Sequence to sequence learning with neural networks

In the NIPS 2015 paper "Sequence to sequence learning with neural networks" by Ilya Sutskever et al., a machine translation approach is outlined that uses a form of recurrent neural networks called long short-term memory (LSTM). The network is trained and evaluated on the parallel corpus WMT 14, to translate between English and french.

The model consists of two components, both implemented as LSTMs, (i) that encodes a source sentence into a vector representation, and (ii) that decodes the same representation into a sentence in the target language. The decoding is done by optimising over possible target sentences, whose probability is conditioned on the source sentence representation computed using the encoder LSTM. The optimisation over sentences is performed using a left-to-right beam-search.

A curious insight that the authors came across is that reversing the direction of the source sentence dramatically improves the result. Though they were open with the fact that they don't fully understand why this helps, they theorise that it may be because this trick decreases the distance between words in the beginning of the sentences. However, it also increases the distance between the words at the end of the sentence, but this seamed to have a lesser effect. The latter of the two curiosities the authors had no explanation for. Further the authors speculate that this trick might improve the result for regular recurrent neural networks as well, though the admit they have no data to suport this claim it still might be worth trying out.
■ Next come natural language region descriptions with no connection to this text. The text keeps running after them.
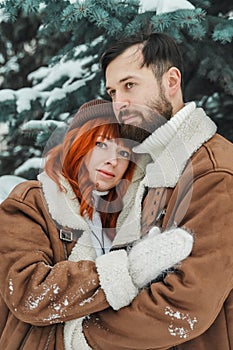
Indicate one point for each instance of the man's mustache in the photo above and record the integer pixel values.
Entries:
(127, 112)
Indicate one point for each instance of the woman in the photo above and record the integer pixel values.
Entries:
(42, 220)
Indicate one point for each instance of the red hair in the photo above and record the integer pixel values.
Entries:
(68, 159)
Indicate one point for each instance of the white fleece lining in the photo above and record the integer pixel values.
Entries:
(115, 279)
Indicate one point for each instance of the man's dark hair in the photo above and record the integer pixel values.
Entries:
(160, 52)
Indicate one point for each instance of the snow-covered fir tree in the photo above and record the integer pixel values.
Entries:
(49, 63)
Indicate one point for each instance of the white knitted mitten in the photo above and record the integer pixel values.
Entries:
(156, 253)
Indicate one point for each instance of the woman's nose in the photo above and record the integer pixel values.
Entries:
(112, 160)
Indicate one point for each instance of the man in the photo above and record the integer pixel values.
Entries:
(189, 184)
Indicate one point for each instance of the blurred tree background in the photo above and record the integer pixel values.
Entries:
(49, 63)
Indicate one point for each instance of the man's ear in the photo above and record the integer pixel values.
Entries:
(173, 80)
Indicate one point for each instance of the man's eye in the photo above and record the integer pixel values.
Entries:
(111, 93)
(100, 144)
(125, 154)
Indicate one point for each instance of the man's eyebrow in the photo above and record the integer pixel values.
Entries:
(122, 81)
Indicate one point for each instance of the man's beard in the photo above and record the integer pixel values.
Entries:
(153, 115)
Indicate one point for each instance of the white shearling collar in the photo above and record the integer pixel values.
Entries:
(172, 145)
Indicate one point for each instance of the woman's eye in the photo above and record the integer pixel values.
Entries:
(125, 154)
(100, 144)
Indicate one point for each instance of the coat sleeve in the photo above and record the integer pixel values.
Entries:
(37, 286)
(187, 301)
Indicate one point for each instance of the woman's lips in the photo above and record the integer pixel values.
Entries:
(106, 173)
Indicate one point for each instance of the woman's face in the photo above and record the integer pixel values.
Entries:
(107, 163)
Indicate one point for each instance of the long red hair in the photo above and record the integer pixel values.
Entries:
(68, 159)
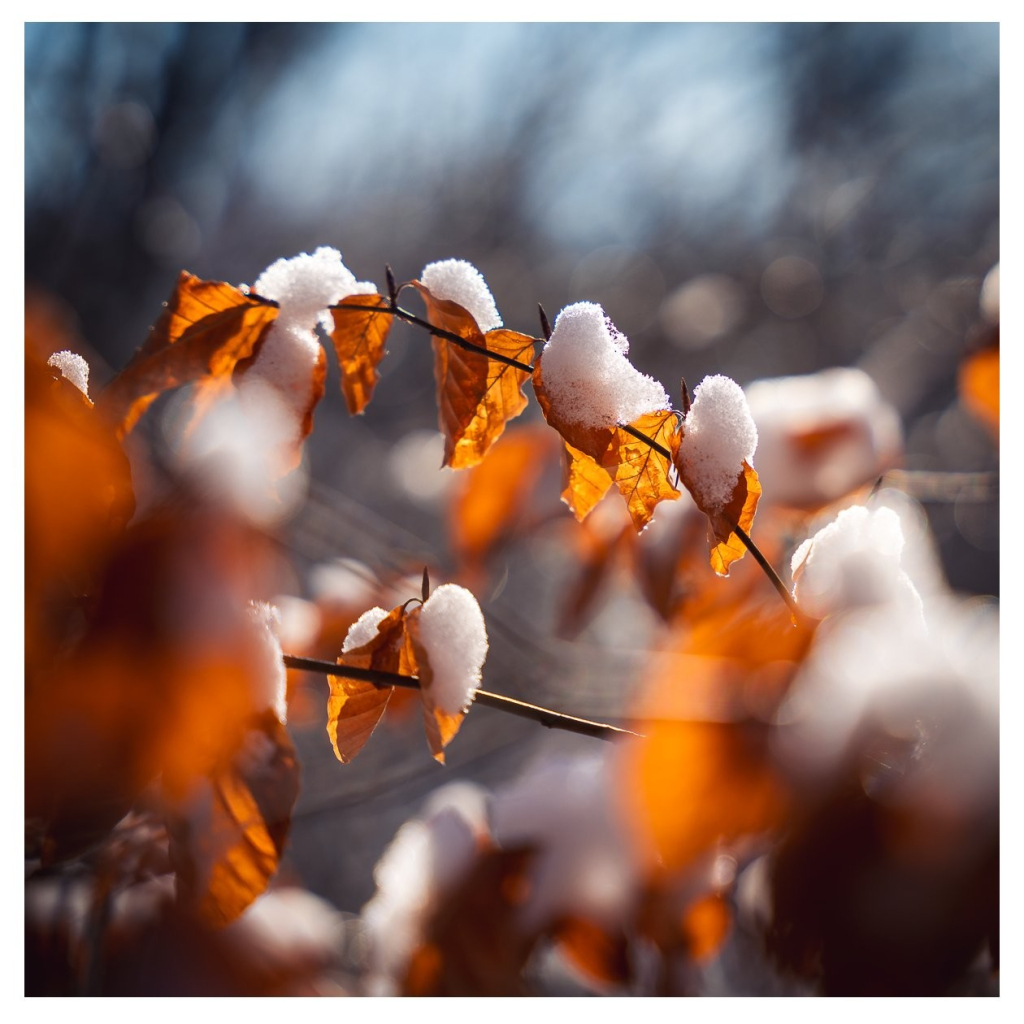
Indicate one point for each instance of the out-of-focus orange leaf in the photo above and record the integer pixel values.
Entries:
(228, 834)
(706, 925)
(163, 679)
(205, 330)
(476, 395)
(693, 784)
(440, 726)
(601, 954)
(640, 472)
(359, 337)
(355, 707)
(474, 945)
(495, 493)
(979, 386)
(78, 500)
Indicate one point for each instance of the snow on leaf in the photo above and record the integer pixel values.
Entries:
(359, 337)
(354, 707)
(476, 395)
(205, 330)
(634, 464)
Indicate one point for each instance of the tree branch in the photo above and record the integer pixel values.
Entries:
(441, 333)
(543, 716)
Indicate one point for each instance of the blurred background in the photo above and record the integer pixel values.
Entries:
(754, 200)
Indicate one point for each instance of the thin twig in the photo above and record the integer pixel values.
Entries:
(739, 531)
(441, 333)
(543, 716)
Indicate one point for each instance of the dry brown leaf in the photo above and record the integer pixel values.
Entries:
(476, 395)
(354, 708)
(227, 837)
(640, 472)
(727, 547)
(706, 926)
(601, 954)
(440, 727)
(205, 330)
(359, 337)
(474, 944)
(979, 386)
(493, 495)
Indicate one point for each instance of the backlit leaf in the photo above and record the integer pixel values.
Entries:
(359, 337)
(205, 330)
(493, 496)
(727, 546)
(476, 395)
(440, 727)
(228, 834)
(354, 707)
(640, 472)
(979, 386)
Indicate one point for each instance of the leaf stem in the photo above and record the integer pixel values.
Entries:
(441, 333)
(543, 716)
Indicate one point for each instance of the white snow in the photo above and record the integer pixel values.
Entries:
(427, 855)
(364, 629)
(852, 562)
(73, 368)
(718, 436)
(455, 638)
(821, 435)
(303, 287)
(270, 679)
(460, 282)
(587, 375)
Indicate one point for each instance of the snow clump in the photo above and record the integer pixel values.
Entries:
(73, 368)
(455, 638)
(460, 282)
(588, 378)
(272, 677)
(364, 629)
(719, 436)
(426, 857)
(821, 435)
(853, 562)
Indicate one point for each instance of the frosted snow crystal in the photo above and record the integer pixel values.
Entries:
(856, 435)
(303, 287)
(852, 562)
(718, 436)
(426, 856)
(453, 633)
(461, 282)
(73, 368)
(587, 375)
(272, 678)
(364, 629)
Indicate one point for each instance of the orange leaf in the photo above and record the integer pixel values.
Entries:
(355, 707)
(640, 472)
(979, 386)
(706, 925)
(440, 727)
(228, 835)
(728, 547)
(584, 482)
(359, 337)
(600, 954)
(476, 395)
(473, 942)
(205, 329)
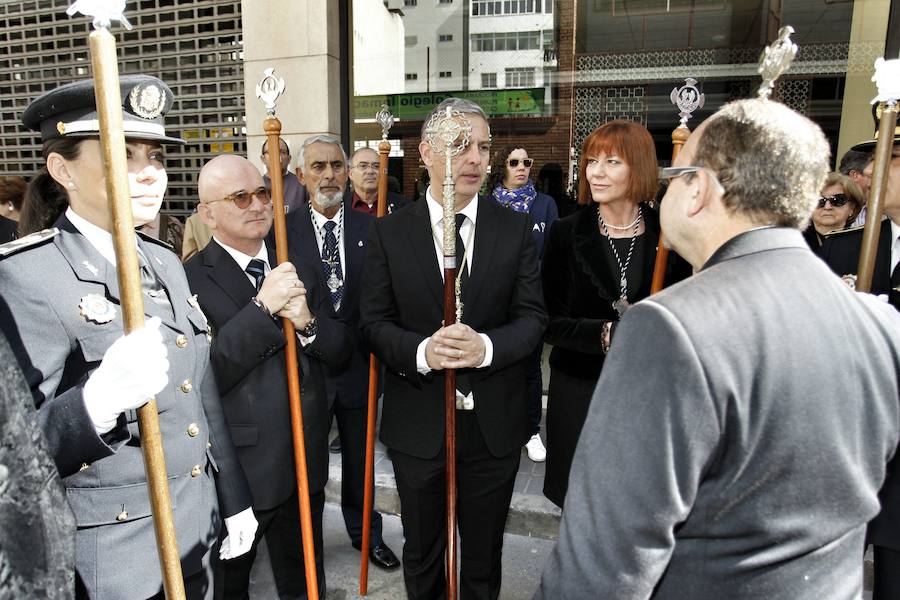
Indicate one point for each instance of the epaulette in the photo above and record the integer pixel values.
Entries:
(29, 241)
(842, 231)
(150, 238)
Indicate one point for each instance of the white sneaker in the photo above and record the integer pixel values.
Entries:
(536, 450)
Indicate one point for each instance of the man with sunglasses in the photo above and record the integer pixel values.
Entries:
(363, 193)
(756, 401)
(244, 292)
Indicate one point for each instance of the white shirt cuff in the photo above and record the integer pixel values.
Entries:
(421, 363)
(488, 351)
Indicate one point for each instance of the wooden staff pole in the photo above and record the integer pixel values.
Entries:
(272, 128)
(384, 148)
(450, 374)
(883, 151)
(679, 136)
(112, 144)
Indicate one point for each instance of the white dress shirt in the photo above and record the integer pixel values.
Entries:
(467, 233)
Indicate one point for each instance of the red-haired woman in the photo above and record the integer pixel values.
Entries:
(597, 262)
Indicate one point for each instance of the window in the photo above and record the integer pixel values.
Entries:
(492, 42)
(487, 7)
(520, 77)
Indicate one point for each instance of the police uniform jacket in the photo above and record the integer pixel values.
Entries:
(61, 312)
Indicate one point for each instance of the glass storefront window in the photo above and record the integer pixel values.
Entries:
(548, 74)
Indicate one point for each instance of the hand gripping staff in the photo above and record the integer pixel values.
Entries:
(386, 120)
(448, 134)
(268, 90)
(112, 144)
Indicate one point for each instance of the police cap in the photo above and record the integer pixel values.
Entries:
(71, 110)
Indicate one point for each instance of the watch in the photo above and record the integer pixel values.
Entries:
(311, 328)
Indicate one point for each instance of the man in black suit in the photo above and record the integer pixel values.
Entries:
(364, 177)
(333, 236)
(401, 314)
(243, 294)
(841, 251)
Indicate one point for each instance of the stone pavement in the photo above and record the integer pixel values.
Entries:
(531, 514)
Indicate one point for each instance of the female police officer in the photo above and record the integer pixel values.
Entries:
(59, 307)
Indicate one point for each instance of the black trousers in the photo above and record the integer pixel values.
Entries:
(887, 573)
(281, 528)
(352, 430)
(484, 489)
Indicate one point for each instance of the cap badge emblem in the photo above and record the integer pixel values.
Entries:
(147, 100)
(96, 308)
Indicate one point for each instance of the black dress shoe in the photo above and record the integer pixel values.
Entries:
(383, 557)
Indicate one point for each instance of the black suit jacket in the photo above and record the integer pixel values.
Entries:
(841, 252)
(348, 380)
(402, 304)
(248, 360)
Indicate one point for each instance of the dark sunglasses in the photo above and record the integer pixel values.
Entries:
(836, 200)
(514, 162)
(242, 199)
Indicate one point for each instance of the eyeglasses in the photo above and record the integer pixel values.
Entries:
(242, 198)
(514, 162)
(836, 200)
(673, 172)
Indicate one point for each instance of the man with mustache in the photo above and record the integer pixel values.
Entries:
(244, 292)
(327, 231)
(401, 317)
(364, 177)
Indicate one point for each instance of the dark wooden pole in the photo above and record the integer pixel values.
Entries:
(679, 137)
(384, 148)
(272, 127)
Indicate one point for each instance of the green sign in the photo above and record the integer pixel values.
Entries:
(496, 103)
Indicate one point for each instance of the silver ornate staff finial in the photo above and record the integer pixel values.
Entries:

To evaluate the model two experiments was conducted:
In the first experiment a translation was directly generated using the model and scored using BLEU. In this setting the model performed well but did not reach state-of-the-art performance.
The second experiment the model was used as a reranker. Scoring translations generated using a traditional SMT system. In this setting the model did better, reaching a BLEU score of 35.6 which is comparable to the state-of-the-art of 37.

The full paper can be found here.
However, the details regarding LSTM is left out. Referring instead to the Alex Graves paper Generating Sequences With Recurrent Neural Networks.